Elon Musk is making a bid to take over Twitter. Photo / AP
Opinion by Liam Dann
Liam Dann, Business Editor at Large for New Zealand’s Herald, works as a writer, columnist, radio commentator and as a presenter and producer of videos and podcasts.
If we forget about inflation briefly (surely we deserve a break for the long weekend), then Elon Musk's potential Twitter takeover is the most interesting business story in the world to me right now.
I think Musk is the most interesting character in the business world. But Ihope he doesn't get Twitter.
Putting aside moral issues around his extraordinary wealth (around US$270 billion), there's a moral hazard in allowing individuals to have total control of media companies - social or traditional.
At a time when trust in government is low, multi-billionaires like Musk are wielding more power than ever.
Barely a day goes by when Musk doesn't generate a global headline.
Since I started writing this column he's made fresh headlines, revealing he doesn't own a home and spends his days staying with friends around the San Francisco area.
The world's richest man simply doesn't have time for property it seems, he's too busy working, making things happen, re-shaping reality.
That is what makes Musk more interesting than just the number of zeros on his balance sheet.
Musk is fascinated by the future and has both the scale and ambition to shape it.
And he is shaping it in myriad ways, not all of them good.
It's probably the moral ambiguity that makes the Musk show so compelling.
The guy is one lab accident away from becoming a comic book superhero. Or supervillain.
It could go either way
Musk doesn't fit standard definitions of conservative or liberal.

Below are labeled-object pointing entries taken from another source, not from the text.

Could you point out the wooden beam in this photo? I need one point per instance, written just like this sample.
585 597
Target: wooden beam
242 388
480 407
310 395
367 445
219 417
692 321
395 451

He's the guy that turbocharged electric cars with Tesla and made it viable to imagine a world without petrol-powered transport. Tesla is now the fastest-growing car company in the world.
He's passionate about green technology. Tesla has big plans for solar power. He's also throwing money at a weird rapid-transit system of high-speed underground tubes.
Musk wants to be cool. He smokes pot and has good taste in music.
He dated uber-cool pop star Grimes.
But he also has a distinctly libertarian streak that puts him onside with some of the most right-wing groups in the US.
His views on free-speech have Donald Trump supporters cheering on his Twitter takeover plans.
They believe he'll let Trump and other right-wing voices back on the site, giving them a crucial leg-up in the battle to take back control of the White House.
Musk is obsessed with cryptocurrency, which sits well with libertarian notions of shaking off government control over society.
He's warned about the threat artificial intelligence is to humanity but he's invested heavily in Neuralink - a company working to plug computers directly into our brains.
Why he needs Twitter isn't clear. It isn't the money, so we have to assume it is for the influence.
When it comes to Twitter, I'm biased. Like a lot of journalists, I spend far too much time on the site.
I'm invested. Not in a financial sense. I haven't given a single dollar to Twitter, just countless hours of what media execs like to call engagement.
Twitter is a profitable enterprise - but not hugely by the standards of its tech-boom peers.
Musk thinks he can make it more profitable.
But the way he's gone about the takeover, with a steady streaming of mocking and slightly juvenile tweets, has done little for his credibility as a serious market player.
Still, the Twitter board was concerned enough to invoke something called a "poison pill" - issuing shares to dilute shareholdings and make the takeover more difficult.
The experts say Musk's best next move is something called a "tender" where he makes his offer directly to all shareholders.
He's clearly considering it because he keeps tweeting song lyrics like Love me Tender and Tender is the night.
The whole play for control comes across as an indulgence. A game Musk is playing to amuse himself and from which he can walk away with no consequences.
That highlights the problem of billionaires treating society like a giant playground.
Musk's rise suggests a return to the "gilded age" where billionaires and powerful individuals dictated the terms by which people lived.
In the past 20 years, technological change has accelerated faster than we've seen since the late 19th century - when electricity and combustion engines changed the world.
Those who've been at the forefront of the revolution have grown extraordinarily rich.
The likes of Musk, Amazon's Jeff Bezos, Meta's Mark Zuckerberg, Microsoft's Bill Gates and Alphabet's Larry Page are so rich they rival the so-called "robber barons" of the original 19th-century gilded age - JD Rockefeller, JP Morgan and Andrew Carnegie.
These men were also celebrated as philanthropists while they exerted their power influence to undermine government.
At his peak, JD Rockefeller was worth an estimated US$450 billion in inflation-adjusted terms, almost twice Musk's worth.
The gilded age was so dubbed by satirist Mark Twain to suggest a cheap knock-off of a proper golden age.
He was right to be cynical. It was a terrible time for workers and led the world into the epic market crash of 1929.
Perhaps we should be heartened that America has been here before and self-corrected.
But it took the Great Depression to re-establish public trust in government.
Musk is adventurous and rebellious. Traits that are innately charismatic. There's a lot to like.
He's never boring but in a world where history is already accelerating at a dangerous pace, that could be the problem.